The UUID of the agent present on the asset. This attribute is empty if no agent is present on the asset.

Yes
Terminated Date

The date on which the virtual instance of the asset was terminated.

No

Guidelines for Tenable-provided Filters

Tenable recommends using human-readable strings when using the contains or does not contain operator for the following filters:

  • ACR Drivers
  • DNS (FQDN)
  • Hostname/IP Address
  • Installed Software
  • NetBIOS Name
  • Operating System

Note: When using the contains or does not contain operators, do not use periods in your search values. Also, the search values are case-sensitive.

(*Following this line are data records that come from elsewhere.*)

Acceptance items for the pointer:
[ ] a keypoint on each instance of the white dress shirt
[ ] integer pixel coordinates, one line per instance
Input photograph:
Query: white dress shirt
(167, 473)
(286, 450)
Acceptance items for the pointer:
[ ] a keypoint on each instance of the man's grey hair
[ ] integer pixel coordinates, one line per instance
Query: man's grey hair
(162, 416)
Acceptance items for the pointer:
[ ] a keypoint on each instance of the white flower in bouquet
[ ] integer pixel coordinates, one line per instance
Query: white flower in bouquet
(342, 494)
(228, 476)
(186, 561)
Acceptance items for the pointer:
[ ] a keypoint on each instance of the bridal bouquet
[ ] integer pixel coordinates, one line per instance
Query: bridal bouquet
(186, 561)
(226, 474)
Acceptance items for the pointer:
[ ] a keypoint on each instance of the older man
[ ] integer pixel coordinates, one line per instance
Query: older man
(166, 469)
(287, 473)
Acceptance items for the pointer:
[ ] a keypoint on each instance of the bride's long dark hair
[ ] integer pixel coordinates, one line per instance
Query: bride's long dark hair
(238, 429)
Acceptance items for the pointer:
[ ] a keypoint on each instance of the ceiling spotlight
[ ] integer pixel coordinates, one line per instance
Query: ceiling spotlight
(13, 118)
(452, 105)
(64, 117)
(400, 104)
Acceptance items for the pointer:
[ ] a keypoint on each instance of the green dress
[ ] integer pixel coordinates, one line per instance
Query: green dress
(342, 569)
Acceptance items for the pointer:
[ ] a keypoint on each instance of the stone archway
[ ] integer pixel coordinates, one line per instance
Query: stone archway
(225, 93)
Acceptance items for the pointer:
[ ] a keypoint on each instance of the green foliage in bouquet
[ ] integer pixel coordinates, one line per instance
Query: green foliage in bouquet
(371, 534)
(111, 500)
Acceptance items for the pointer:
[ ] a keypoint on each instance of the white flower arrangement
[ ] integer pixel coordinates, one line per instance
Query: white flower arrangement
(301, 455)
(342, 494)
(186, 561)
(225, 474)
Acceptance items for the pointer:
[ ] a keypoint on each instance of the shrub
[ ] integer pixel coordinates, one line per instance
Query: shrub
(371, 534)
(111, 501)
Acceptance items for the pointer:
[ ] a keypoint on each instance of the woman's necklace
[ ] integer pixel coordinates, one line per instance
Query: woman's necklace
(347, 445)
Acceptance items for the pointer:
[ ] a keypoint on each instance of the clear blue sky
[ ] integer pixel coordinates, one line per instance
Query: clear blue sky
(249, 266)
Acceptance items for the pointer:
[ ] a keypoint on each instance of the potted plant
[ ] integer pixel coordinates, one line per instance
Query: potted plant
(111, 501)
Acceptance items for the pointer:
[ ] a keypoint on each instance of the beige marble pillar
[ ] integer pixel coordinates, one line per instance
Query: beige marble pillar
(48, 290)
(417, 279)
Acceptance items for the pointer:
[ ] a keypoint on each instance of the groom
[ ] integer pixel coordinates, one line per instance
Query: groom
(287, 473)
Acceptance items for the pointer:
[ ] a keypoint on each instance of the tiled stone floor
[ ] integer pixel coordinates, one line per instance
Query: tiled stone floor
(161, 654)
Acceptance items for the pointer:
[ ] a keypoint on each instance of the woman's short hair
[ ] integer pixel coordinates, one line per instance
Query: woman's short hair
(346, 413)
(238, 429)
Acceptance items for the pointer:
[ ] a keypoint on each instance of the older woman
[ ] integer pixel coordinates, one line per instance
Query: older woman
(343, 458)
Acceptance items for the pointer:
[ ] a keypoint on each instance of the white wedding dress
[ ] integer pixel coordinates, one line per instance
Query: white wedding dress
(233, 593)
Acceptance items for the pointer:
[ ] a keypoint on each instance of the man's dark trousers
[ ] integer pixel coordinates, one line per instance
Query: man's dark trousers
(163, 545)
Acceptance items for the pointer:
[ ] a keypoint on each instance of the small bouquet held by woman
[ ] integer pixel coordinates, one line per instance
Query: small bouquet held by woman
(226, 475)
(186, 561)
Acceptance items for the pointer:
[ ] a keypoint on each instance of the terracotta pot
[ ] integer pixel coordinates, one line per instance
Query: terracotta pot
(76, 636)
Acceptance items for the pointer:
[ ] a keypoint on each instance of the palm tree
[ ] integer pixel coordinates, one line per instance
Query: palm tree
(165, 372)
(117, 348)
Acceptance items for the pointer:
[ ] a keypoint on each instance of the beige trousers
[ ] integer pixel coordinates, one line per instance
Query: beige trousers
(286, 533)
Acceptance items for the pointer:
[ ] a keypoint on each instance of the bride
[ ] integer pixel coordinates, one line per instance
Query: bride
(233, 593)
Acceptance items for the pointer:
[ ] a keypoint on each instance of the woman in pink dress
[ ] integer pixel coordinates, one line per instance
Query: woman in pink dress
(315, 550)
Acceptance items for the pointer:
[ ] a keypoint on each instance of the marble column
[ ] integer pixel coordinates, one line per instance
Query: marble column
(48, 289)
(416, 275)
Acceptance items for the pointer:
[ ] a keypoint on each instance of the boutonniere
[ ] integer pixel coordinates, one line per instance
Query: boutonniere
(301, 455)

For example, when filtering on Operating System, use "Windows" instead of "Win." Tenable also recommends filtering on characters at the beginning of search strings, instead of characters in the middle or end of search strings. For example, when trying to match on an asset with the hostname "localhost", filtering on "local," instead of "host" or "h," returns better results.

Tag Filters

In Tenable.io, tags allow you to add descriptive metadata to assets that helps you group assets by business context. For more information, see Tags.

On the Assets page, you can filter vulnerabilities by tags applied to the related assets.

In the Category drop-down box for a filter, your organization's tags appear at the bottom of the list, after the Tenable-provided filters.

If you want to export vulnerabilities for assets filtered by tag, use the CSV export format. Tenable.io does not support tag filters in other export formats.

Note: If you exceed the current asset query limitation of 25,000, a message appears in your interface. Refine the query to a tag that returns fewer than 25,000 assets.

You can also use tag filters to create tag rules.